The Senate on Tuesday introduced an amendment to a law that protects the hosts of websites from liability for content posted by others to go after sites such as Backpage.com that have been criticized for facilitating child sex trafficking.
The legislation, along with a similar bill in the House, sets the stage for a battle between Congress and some of the Internet's most powerful players, including Google and various free-speech advocates, who believe that Congress shouldn't regulate Web content or try to force websites to police themselves more rigorously.

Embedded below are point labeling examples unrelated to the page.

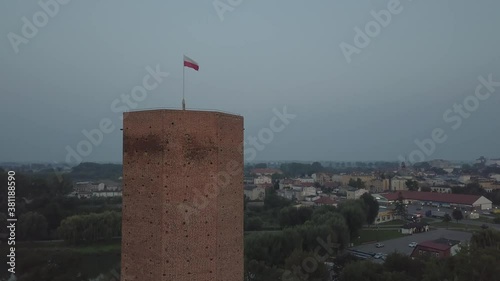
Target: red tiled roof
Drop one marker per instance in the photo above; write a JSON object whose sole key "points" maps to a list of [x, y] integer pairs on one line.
{"points": [[325, 200], [434, 196], [434, 246]]}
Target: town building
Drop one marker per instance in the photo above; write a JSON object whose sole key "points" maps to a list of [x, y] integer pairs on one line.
{"points": [[182, 196], [326, 201], [414, 227], [460, 200], [265, 171], [263, 180], [441, 189], [355, 193], [255, 193]]}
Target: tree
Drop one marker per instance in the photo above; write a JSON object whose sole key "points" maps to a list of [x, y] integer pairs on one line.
{"points": [[412, 185], [372, 207], [496, 220], [32, 226], [457, 215]]}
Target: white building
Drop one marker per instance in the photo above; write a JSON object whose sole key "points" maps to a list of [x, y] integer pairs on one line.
{"points": [[464, 179], [308, 180], [255, 193], [355, 194], [399, 183]]}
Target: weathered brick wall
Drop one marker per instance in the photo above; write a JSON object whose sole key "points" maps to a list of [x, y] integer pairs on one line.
{"points": [[183, 196]]}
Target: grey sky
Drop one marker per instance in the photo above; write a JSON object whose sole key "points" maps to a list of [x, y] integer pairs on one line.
{"points": [[262, 55]]}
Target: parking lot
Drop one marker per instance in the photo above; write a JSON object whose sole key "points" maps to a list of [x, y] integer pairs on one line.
{"points": [[401, 244]]}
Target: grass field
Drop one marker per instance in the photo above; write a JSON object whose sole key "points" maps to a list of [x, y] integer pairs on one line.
{"points": [[376, 235]]}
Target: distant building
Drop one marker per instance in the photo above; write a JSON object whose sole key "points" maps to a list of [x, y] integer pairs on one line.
{"points": [[465, 179], [385, 215], [287, 194], [266, 172], [464, 200], [306, 180], [255, 193], [439, 163], [438, 248], [378, 185], [262, 180], [325, 201], [323, 178]]}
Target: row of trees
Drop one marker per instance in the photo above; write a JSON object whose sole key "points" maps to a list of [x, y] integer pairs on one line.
{"points": [[92, 227]]}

The bill, titled the Stop Enabling Sex Traffickers Act of 2017, would amend the Communications Decency Act. It is sponsored by Sen. Rob Portman (R-Ohio) and a bipartisan group of 19 other senators, some of whom served on the Permanent Subcommittee on Investigations, which focused on Backpage.com in its probe of online sex trafficking. The subcommittee, chaired by Portman, issued a report in January saying that Backpage "knowingly facilitated the criminal sex trafficking of vulnerable women and young girls" by editing ads posted by pimps to remove offensive language.
Backpage has fended off many civil and criminal actions aimed at shutting down its sex-related ads by citing Section 230 of the Communications Decency Act, which states that no website "shall be treated as the publisher or speaker of any information provided by another information content provider." Backpage has argued that it merely hosts ads created by others and so has no liability. The Washington Post revealed last month that Backpage uses a contractor in the Philippines to solicit sex ads from other websites and also posts sex ads on other sites to attract more customers.
After The Post published its articles, Portman, Claire McCaskill (D-Mo.) and three other members of Congress called on Attorney General Jeff Sessions to pursue a criminal investigation of Backpage. The Justice Department has not publicly responded to that request.